Data analysis with SQL is the process of extracting insights from databases using structured query language, similar to spreadsheet tasks but scalable for larger datasets. It revolves around four key operations:

  • Filtering: Selecting specific rows based on conditions, akin to Excel filters.

  • Joining: Combining data from multiple tables, more powerful than VLOOKUP.

  • Aggregating: Summarizing data with functions like SUM or AVG, comparable to PivotTables.

  • Windowing: Calculating rolling metrics or rankings over data partitions, advanced beyond basic spreadsheets.

According to ThoughtSpot's SQL tutorial, these operations form the foundation of analytical querying.

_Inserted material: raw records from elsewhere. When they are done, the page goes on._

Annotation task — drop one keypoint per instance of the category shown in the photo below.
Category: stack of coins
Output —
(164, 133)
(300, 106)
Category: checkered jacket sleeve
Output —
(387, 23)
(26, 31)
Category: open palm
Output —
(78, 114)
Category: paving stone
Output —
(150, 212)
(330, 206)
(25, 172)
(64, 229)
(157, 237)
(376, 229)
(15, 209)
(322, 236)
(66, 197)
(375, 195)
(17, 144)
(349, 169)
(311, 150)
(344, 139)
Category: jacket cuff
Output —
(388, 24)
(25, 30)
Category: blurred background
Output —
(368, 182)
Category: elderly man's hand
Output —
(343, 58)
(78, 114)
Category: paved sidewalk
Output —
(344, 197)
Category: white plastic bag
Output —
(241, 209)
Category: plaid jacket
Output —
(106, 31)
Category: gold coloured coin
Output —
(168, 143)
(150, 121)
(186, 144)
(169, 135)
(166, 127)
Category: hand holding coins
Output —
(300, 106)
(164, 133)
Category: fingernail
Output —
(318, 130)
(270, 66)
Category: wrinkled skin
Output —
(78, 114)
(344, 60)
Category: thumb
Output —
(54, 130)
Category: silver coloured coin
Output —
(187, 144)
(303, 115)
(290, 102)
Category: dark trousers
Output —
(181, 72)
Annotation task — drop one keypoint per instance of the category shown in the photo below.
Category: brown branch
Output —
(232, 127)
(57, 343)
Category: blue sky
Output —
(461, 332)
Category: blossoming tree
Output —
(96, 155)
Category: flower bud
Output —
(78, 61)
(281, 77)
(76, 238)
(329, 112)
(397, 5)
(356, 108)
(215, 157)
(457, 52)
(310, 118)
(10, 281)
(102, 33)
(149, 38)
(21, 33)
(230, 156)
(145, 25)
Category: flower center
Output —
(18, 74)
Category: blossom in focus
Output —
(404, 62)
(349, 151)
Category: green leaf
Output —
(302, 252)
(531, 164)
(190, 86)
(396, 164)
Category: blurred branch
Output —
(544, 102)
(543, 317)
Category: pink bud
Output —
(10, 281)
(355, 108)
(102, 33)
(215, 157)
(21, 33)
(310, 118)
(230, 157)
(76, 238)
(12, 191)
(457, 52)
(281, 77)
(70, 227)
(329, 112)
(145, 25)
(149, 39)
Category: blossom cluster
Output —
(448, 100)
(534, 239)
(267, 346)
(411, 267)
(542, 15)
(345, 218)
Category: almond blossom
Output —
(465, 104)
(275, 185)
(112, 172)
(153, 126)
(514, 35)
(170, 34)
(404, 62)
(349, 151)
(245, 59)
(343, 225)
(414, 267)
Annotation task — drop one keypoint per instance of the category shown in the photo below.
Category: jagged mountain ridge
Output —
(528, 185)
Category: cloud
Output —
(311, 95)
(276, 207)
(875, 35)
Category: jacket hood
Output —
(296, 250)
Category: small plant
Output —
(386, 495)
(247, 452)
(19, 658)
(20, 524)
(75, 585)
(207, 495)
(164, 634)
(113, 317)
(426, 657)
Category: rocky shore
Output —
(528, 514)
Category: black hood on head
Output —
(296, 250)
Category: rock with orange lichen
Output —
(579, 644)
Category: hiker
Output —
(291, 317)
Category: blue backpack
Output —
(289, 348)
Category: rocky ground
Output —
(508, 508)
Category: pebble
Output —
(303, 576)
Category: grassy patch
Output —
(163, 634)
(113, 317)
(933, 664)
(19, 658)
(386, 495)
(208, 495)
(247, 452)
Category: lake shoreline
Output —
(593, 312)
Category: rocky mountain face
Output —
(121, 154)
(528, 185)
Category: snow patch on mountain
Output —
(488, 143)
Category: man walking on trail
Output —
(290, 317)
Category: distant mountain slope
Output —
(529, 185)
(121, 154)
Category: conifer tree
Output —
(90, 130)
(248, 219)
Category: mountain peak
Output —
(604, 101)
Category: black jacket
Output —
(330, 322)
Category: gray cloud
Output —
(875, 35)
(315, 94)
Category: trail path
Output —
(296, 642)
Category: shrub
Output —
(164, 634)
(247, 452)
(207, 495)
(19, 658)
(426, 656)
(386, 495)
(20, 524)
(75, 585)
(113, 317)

Why Should Spreadsheet Users Learn SQL for Data Analysis?

Spreadsheet users should learn SQL to overcome the limitations of tools like Excel when handling large or complex data. According to hiring surveys, SQL remains one of the most in-demand skills for data analysts, with 2026 skills reports highlighting SQL and spreadsheet proficiency as a powerful combination for business roles.

Research shows that analysts who know SQL can work with significantly larger datasets than spreadsheet-only peers, enabling faster and more reproducible analyses. Data indicates that many common spreadsheet tasks map directly to a handful of SQL query patterns, making the transition intuitive. Moreover, AI tools like Sourcetable can automate SQL generation, reducing the learning curve.

What Are the Basic SQL Syntax and Concepts for Analysts?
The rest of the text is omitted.